1. Field of the invention
The present invention relates to a magnetic recording medium. More particularly, the invention relates to an improvement of a magnetic recording medium comprising a nonmagnetic support and a magnetic recording layer.
2. Description of prior arts
A magnetic recording medium such as an audio-tape, a video-tape, or a recording medium employed in a computer system, basically comprises a nonmagnetic support and a magnetic recording layer provided on the support. The magnetic recording layer comprises a ferromagnetic powder such as a needle crystalline powder of .gamma.--Fe.sub.2 O.sub.3, Co-containing ferromagnetic iron oxide, or CrO.sub.2 dispersed in a binder. Recently, demand for a higher density recording system has increased, and hence studies of a magnetic recording medium using a ferromagnetic metal powder in place of the conventional oxide-type ferromagnetic powder have been made.
The ferromagnetic metal powder has been employed as a ferromagnetic powder of a recording medium of a computer system. The ferromagnetic metal powder is high in coercive force (Hc) and residual flux density (Br) and moreover is stable in a wide temperature range. For these reasons, attention to the ferromagnetic metal powder has been also paid for the use in such magnetic recording media as a video-tape or an audio-tape.

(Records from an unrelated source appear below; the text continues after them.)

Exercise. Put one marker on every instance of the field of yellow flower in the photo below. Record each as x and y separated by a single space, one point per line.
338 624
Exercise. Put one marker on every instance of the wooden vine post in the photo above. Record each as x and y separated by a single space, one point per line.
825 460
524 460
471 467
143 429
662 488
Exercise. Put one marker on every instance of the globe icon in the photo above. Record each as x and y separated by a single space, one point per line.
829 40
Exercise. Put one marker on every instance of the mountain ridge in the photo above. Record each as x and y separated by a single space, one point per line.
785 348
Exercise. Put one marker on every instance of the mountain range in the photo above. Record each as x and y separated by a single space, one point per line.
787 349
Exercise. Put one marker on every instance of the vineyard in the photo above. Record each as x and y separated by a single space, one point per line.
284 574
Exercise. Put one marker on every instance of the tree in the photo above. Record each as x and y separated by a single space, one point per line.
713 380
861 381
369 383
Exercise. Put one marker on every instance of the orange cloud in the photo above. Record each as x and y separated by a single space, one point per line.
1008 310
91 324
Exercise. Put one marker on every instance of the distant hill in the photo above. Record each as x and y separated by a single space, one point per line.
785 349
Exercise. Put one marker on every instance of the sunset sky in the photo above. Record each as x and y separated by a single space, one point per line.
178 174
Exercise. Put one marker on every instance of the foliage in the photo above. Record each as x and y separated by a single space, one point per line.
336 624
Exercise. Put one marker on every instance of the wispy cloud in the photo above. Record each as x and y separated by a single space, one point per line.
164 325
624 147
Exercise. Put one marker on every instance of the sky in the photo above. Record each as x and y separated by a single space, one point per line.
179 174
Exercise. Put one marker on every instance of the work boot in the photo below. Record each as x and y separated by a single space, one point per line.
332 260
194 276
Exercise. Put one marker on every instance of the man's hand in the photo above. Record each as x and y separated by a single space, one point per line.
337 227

The ferromagnetic metal powder is known to afford recording of a higher density, as the powder is more minimized.
While the ferromagnetic metal powder has excellent characteristics, there is a drawback that the ferromagnetic metal powder is low in hardness. In more detail, a magnetic recording layer using the ferromagnetic metal powder shows poor running property, that is, the recording layer is easily scratched or the metal powder is easily dropped off from the layer in the course of running in contact with a magnetic head. These troubles cause the so-called drop-outs. Further, the dropped metal powder is apt to adhere to the surface of the magnetic head to cause clogging on the head. Furthermore, if a magnetic layer has a poor running property, the magnetic layer shows only short still life in the still mode in which a still video image is continuously reproduced.
It is known that the running property of a magnetic recording layer is improved by incorporating an abrasive (i.e., hard particles) such as corundum, silicon carbide or chromium oxide in the recording layer. However, generally the effect of incorporation of an abrasive is shown only where the abrasive is incorporated in a large amount. However, a magnetic recording layer containing a large amount of an abrasive likely causes extreme abrasion of a magnetic head employed in contact with the recording layer. Further, a large amount of an abrasive is unfavorable to the electromagnetic conversion characteristics of the recording medium. Furthermore, the incorporated abrasive is apt to be easily dropped off to adhere to the surface of the magnetic head.
For the above-described reasons, the conventional measure for improving the running property of the magnetic recording layer is not thought to be satisfactory, in view of the resulting characteristics of the magnetic recording medium as well as unfavorable effect given to a magnetic head.